Energy efficiency is progressively becoming more impactful on consumer decision making. Whether it’s the average miles per gallon of a new car, or the size of a house you’re considering buying, in today’s economy, every penny matters. So why throw them away due to energy IN-efficiency?
A high energy-efficiency rating, or EER, can save homeowner’s money on each month’s utility bills. Last year, a global EER survey found that 44% of people wanted more green-building certification approvals. But in order to push through with wide-spread energy renovations, we must combine the two indexes currently in use: the Operational-Rating System, and the Asset-Rating System. Here’s why:
The ORS takes a building’s past energy bills and square foot measurements and calculates a percentile rating. This allows companies to know exactly how efficient their current properties are. Since 2008, two states and a handful of U.S. cities have relied on this system. To the layperson, the ORS sounds legitimate. However, it has one obvious flaw: how can you compare a structure built back in the 1950s to one from the 21 Century? They’re comprised of different materials. Modeled after different architectural styles. In other words: it’s like comparing apples to oranges.

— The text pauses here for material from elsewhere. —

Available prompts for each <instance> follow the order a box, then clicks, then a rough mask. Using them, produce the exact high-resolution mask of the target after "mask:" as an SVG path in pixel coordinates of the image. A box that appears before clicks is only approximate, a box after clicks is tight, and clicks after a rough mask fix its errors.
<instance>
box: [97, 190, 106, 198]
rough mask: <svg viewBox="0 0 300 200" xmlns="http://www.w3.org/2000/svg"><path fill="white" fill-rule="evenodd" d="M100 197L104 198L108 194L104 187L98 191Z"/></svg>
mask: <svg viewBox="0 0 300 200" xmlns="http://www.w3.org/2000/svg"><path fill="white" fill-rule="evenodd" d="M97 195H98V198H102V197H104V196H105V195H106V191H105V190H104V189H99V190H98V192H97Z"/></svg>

And that’s exactly why experts developed the Asset-Rating System. The ARS analyzes a building’s energy infrastructure and future potential. In newer buildings, this demonstrates to prospective buyers how best to maximize the system. As soon as the building is operational though, the ORS becomes crucial, since it flags owners who knowingly waste energy.
Clay Nesler, vice-president for the building efficiency division of Johnson Controls, a corporation that focuses on energy efficiency, claims that EERs should be seen “as one of a number of tools that when combined with other policies can really drive greater investment in energy efficiency.”
So is your head hurting from all the economic, technical mumbo-jumbo yet?
Well, luckily some countries like Australia have been able to wrap their heads around it. They only rent from buildings with high EERs. And since the Australian government leases more space than any other private business, buildings with lower ratings decrease in market value.
In 2010, the European Union passed the Energy Performance of Buildings Directive, legislation which requires all states to raise their standards of efficiency. In last year’s EER survey, respondents favored tax incentives and rebates for buildings with high EERs, versus government investment in renovation and restoration.
By combining the two energy-efficiency ratings, governments can essentially help more businesses pass green certification, while enticing others to follow suit.